Think back to the last time you ever attended a class or seminar. Remember the trainer that stood up in front of the class and effortlessly delivered the material? Remember how natural and easy going they appeared? They were certainly an expert in their field. One of the best perks? They were paid to share their expertise. Have you ever thought, “I can do that?” Have you ever considered becoming a freelance trainer?

While larger companies have a training and development department, they often outsource to training companies or consultants. If you ever wanted to become a freelance trainer, here is what you need to know to get started on your career.

1 – Determine your credentials. Are credentials required to train in your particular field? This may not be necessary if you are training in soft-skills such as customer service. If you are training on computers, you may need to obtain credentials certifying that you are qualified to teach the material. If you are not sure whether or not a special certification is required, check out the American Society for Training and Development (ASTD).
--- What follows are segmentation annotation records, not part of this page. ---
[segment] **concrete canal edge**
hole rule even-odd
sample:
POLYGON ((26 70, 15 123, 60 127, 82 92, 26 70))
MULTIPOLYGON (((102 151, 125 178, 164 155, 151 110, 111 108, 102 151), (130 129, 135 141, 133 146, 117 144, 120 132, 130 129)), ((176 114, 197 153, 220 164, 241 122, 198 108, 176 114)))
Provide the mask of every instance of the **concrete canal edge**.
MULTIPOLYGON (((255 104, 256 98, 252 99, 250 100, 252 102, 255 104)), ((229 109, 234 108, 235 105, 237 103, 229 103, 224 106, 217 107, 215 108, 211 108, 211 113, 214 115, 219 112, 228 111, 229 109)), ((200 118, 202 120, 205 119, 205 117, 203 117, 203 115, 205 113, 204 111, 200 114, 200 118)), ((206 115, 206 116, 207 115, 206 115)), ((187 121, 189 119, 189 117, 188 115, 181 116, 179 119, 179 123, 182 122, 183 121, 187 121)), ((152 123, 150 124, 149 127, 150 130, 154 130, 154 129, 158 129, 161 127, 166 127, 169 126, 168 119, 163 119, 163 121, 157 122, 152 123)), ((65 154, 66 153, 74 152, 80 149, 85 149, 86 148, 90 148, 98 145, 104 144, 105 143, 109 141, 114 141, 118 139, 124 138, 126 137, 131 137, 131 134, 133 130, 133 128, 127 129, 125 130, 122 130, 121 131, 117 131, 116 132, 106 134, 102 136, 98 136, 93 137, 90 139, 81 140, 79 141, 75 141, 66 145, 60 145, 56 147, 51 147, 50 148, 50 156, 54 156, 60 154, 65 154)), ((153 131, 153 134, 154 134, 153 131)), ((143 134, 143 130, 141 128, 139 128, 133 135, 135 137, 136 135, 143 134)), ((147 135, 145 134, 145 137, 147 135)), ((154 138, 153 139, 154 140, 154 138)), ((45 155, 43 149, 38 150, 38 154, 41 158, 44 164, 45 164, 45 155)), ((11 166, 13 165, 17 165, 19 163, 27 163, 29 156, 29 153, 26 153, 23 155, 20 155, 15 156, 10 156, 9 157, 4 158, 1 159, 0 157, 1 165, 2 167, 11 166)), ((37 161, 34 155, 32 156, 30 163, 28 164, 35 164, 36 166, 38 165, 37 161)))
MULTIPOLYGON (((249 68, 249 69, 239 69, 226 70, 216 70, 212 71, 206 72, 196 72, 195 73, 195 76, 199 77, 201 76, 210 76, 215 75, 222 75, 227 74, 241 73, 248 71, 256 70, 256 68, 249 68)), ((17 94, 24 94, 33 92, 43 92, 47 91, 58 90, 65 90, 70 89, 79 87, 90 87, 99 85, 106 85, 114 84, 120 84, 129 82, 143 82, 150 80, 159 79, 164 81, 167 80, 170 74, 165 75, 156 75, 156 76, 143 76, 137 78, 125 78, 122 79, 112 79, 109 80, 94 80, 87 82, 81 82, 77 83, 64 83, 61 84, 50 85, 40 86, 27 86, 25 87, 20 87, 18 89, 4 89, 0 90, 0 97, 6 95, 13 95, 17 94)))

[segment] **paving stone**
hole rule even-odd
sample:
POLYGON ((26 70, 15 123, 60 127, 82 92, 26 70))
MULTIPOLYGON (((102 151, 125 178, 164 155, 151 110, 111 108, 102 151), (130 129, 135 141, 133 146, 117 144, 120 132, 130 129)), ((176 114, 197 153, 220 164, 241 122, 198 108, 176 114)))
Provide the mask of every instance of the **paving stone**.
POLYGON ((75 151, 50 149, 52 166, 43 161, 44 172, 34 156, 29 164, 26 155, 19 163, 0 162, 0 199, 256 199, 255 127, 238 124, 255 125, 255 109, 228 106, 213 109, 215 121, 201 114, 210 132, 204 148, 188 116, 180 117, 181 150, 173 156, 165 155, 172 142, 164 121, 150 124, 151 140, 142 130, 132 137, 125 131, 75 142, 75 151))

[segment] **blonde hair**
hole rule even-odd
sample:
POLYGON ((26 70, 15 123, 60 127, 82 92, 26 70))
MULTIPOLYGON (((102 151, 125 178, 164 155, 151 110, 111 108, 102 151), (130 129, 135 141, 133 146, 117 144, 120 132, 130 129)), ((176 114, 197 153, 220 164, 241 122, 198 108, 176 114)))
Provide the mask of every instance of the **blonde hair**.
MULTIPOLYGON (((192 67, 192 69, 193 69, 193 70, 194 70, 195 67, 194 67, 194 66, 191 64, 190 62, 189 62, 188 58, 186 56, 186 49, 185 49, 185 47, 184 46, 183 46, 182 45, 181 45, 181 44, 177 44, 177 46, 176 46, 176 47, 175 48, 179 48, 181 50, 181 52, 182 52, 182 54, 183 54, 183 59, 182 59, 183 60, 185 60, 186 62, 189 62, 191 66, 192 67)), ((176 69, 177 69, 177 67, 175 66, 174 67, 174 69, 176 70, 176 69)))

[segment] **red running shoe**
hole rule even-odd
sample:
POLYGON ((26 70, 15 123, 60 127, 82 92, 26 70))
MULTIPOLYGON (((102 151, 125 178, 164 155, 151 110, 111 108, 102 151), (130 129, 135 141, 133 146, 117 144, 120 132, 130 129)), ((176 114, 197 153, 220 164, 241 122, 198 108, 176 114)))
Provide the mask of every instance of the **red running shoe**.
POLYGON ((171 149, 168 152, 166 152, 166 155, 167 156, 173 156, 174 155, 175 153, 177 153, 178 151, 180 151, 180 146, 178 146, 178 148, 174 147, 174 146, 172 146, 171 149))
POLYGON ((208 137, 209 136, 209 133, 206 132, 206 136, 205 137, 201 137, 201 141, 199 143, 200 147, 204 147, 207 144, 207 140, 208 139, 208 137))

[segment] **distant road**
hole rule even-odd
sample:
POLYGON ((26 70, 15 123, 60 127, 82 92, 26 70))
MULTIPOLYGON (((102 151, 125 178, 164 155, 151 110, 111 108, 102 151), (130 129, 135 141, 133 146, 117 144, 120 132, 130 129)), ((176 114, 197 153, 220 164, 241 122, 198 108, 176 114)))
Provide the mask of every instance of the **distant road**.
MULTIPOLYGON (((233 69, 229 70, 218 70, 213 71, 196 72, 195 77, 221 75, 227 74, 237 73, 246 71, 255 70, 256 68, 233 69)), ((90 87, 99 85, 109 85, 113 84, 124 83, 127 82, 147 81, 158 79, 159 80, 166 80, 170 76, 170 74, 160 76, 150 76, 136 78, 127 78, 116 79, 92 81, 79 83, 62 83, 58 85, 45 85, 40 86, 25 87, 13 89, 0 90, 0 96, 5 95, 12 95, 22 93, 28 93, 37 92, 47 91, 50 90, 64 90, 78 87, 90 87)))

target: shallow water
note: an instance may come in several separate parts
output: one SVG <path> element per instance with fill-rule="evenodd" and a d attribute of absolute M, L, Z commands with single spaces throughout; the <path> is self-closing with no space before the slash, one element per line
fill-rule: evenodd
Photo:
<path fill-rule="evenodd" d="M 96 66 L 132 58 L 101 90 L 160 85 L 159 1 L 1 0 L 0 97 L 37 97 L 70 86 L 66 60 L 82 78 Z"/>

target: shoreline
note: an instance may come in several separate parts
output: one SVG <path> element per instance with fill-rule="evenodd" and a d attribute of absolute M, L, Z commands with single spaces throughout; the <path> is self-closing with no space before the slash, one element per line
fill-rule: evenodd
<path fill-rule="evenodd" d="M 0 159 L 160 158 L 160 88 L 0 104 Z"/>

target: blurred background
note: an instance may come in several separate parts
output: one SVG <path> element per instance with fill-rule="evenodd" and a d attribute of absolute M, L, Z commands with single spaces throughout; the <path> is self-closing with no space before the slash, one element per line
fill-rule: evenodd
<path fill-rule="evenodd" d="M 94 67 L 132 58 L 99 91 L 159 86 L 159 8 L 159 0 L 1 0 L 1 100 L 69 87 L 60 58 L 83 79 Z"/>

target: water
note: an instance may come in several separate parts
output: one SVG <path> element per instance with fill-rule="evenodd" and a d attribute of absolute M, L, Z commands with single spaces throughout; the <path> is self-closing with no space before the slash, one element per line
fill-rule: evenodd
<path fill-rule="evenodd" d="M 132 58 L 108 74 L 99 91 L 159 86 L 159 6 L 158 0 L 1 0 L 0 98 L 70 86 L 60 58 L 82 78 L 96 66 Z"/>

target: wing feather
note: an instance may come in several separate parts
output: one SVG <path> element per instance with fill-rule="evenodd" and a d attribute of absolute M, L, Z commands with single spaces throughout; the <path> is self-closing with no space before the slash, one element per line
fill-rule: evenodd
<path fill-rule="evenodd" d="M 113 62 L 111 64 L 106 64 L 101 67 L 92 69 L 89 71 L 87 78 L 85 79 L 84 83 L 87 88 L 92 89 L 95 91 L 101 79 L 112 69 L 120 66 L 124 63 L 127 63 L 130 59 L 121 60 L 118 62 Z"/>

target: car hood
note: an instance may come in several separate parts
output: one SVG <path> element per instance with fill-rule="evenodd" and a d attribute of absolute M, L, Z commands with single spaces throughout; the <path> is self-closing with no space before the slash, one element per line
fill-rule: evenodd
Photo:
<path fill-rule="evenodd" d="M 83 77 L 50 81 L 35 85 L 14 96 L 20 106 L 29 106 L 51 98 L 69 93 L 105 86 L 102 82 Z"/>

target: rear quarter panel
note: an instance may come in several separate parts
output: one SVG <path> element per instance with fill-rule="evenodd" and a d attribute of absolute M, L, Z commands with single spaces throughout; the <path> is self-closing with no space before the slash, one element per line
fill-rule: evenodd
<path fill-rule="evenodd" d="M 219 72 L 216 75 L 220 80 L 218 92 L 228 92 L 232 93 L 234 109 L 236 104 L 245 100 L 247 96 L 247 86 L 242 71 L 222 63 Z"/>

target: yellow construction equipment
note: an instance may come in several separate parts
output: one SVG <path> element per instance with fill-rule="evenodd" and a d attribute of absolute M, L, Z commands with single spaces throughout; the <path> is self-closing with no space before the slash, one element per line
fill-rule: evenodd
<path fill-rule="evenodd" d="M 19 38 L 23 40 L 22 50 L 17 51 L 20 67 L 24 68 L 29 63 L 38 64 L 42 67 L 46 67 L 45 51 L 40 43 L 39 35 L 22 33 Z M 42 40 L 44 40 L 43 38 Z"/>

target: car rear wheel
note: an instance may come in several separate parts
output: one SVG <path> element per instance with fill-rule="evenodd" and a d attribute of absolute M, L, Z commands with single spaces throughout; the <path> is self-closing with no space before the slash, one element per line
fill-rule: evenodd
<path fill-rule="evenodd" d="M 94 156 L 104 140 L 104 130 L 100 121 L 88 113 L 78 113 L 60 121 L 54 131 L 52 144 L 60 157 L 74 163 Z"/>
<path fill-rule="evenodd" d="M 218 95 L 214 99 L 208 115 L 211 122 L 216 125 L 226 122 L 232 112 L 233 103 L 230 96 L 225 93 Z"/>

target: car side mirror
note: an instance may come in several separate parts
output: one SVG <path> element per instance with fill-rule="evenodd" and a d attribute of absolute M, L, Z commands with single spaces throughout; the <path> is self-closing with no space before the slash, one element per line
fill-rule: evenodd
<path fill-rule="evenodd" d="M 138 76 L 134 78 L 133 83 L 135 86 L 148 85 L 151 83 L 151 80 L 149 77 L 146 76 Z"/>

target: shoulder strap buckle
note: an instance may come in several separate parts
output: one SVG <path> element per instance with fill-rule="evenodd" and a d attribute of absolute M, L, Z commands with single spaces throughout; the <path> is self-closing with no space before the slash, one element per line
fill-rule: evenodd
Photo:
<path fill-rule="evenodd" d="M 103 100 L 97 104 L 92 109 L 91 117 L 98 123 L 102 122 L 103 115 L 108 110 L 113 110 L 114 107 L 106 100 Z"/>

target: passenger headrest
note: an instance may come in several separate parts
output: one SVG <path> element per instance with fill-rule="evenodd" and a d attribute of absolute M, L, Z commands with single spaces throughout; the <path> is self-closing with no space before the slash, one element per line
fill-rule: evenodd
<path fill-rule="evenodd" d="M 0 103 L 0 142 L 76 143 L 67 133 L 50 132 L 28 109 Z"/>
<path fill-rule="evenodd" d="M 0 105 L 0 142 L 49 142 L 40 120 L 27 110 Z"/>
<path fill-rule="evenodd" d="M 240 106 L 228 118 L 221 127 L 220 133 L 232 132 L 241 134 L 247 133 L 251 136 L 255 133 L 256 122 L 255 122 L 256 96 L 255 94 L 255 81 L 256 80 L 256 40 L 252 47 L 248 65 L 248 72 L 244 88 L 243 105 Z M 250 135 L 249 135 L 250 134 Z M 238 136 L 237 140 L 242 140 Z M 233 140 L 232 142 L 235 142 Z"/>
2 – Determine your experience. Do you currently teach or have any teaching experience? As a freelance trainer, you will work with a variety of companies. Experience standing in front of an unfamiliar crowd is important. The ability to always be “on” is essential. If you don’t have the experience you may need to seek alternatives. Consider volunteering as a guest instructor at a nonprofit agency that offers classes. If you do a great job, the contacts that you make with the nonprofit directors and staff will provide references for you in the future.

3 – Go back to school. Some may suggest that you should get a degree, but it's not always necessary once you have built a following. For example, Walt Disney never graduated college, but look at his success. Remember, however, that to be a trainer you need to keep up on the latest industry information. The need to go back to school will also be determined by your subject matter.

4 – Can you afford it? Unless you are going to work for a large training company, you need to consider whether or not a freelance training career will cover your basic needs. Do you need health insurance, food or other living expenses? You also need to take into consideration your own training costs, especially if you have to go back to school. Until you have made a name for yourself as a freelance consultant, you need to have a plan on basic living expenses.

5 – Are you good at marketing? That question is followed up quickly with – can you write? Potential clients will need to find your services. This requires marketing yourself. Besides the word of mouth marketing that you will generate, you also need to market yourself over the Internet. This may require writing articles on your subject so that people will start to view you as an expert in your field and want to engage you as a trainer.

Freelance training is an exciting field. Traveling and speaking to groups large or small are enticing perks to the profession. Take a moment to consider the requirements of the job. Talk to other freelance trainers to get a feel for what they do. Once you have all of the information and determine if the profession is a fit, get ready to embark upon a satisfying career.